Mis hermanas ya habían perdido la esperanza de que volvieras pero yo no. Siempre pensé que regresarías aunque fuera tardecito. Elena, Taide, Julia, vengan a ver quién está aquí.”

IV

Ofelia sintió mucha ternura al ver a aquellas cuatro mujeres. Estaban envejecidas y grises, como si hubiera llovido ceniza sobre ellas. Caminando a pasos cortos siguieron a Ofelia durante su recorrido por las habitaciones. A cada momento se detenían para hacerle la misma pregunta. ¿Te acuerdas? Claro que Ofelia recordaba a sus abuelos, a sus tíos, aquel cumpleaños en que se cayó de la azotea, la aparición de Cira vuelta de Tijuana y emperifollada como árbol de Navidad.

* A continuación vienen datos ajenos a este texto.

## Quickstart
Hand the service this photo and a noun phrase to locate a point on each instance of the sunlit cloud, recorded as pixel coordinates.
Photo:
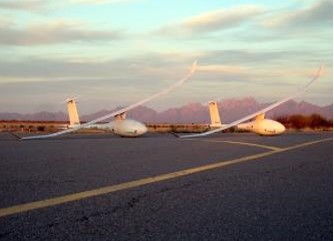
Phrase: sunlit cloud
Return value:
(227, 18)
(55, 32)
(28, 5)
(222, 69)
(103, 1)
(319, 13)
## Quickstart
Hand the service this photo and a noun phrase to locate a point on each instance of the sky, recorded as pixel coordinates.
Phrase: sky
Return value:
(112, 53)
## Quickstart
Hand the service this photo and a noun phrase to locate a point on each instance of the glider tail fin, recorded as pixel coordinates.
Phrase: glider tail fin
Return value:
(214, 114)
(73, 113)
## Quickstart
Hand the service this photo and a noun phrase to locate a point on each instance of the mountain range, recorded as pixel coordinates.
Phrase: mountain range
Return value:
(230, 109)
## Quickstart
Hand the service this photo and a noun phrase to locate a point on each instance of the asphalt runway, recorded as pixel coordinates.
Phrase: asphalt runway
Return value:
(158, 187)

También tenía muy presente la visita a la mina en el pueblo cercano y la piedra cobriza que ocultaba un nido de arañas pequeñas, negras, como atrapadas en su propia tela: un horror menos escalofriante que los cabritos goteando sangre en el mercado. La hacían llorar y su abuela, para consolarla, la llevaba al Jardín del Pueblito sembrado de pirúes que al mínimo soplo del viento derrochaban semillas como hormigas rojas.

El jardín estaba cerca de la casa. Ofelia quería visitarlo y les pidió a sus tías que la acompañaran. Fragmentado, entre todas le dieron el motivo para rechazar su invitación. Estamos grandes. Aunque no lo creas, nos hace daño el polvo. Ya no podemos salir. Satisfechas de su explicación guardaron silencio como si fuesen muñecas a las que al mismo tiempo se les hubiera terminado la cuerda.

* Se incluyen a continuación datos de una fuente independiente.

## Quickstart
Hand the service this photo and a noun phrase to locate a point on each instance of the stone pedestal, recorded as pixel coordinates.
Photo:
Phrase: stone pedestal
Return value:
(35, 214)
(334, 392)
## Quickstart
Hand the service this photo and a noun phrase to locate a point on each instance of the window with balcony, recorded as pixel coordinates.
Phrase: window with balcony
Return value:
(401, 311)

La melodía en el reloj de pared le recordó a Ofelia que los excursionistas la esperaban en San Luis. Antes de irse pensaba caminar unos minutos por el jardín. Sus tías lamentaron que su visita hubiera sido tan breve y no tener nada más para regalarle que un puñito de aquellos piñones deliciosos. Ofelia los guardó en la bolsa de su saco y les pidió a sus tías que le permitieran tomarles una foto con su celular. Ellas accedieron con una sonrisa muy lejana.

V

A las cuatro de la tarde el Jardín del Pueblito se encontraba desierto. Los columpios al fondo, movidos por el viento, producían una especie de gemido al que se sobrepusieron las campanadas en la Soledad. El llamado para el catecismo le recordó la urgencia de volver a San Luis. Tomó por Morelos. Pensó en sus tías, atrapadas en la eterna tarea de deshilar, recordó la foto que acababa de tomarles.

Desde lejos vio su casa. Quiso volver para decirles a sus tías que en cuanto tuviera una copia de la foto se las enviaría. Se acercó a la ventana. Golpeó varias veces en el vidrio. No obtuvo respuesta. Una mujer al verla le dijo: No siga tocando. Las señoritas ya no están. Ofelia se extrañó. Mis tías acaban de decirme que ya no salen. ¿Usted sabe a dónde habrán ido? La desconocida señaló hacia el camposanto y siguió adelante.

Asustada, Ofelia metió la mano en la bolsa de su saco en donde había guardado los piñones. Encontró sólo polvo. Tomó el celular. Oprimió el botón de la cámara y vio la pantalla en blanco.

VI

Ofelia me dijo que desde que regresó de San Luis se pasa horas analizando lo que sucedió en su pueblo. ¿Tú crees que haya sido algo sobrenatural o que ella se lo figuró todo? Como quiera que sea, la pobre está muy mal y sólo por cumplir una promesa. Pienso que… ¿Me oyes? Ay, ¡ya te dormiste! Juro que no vuelvo a contarte nada.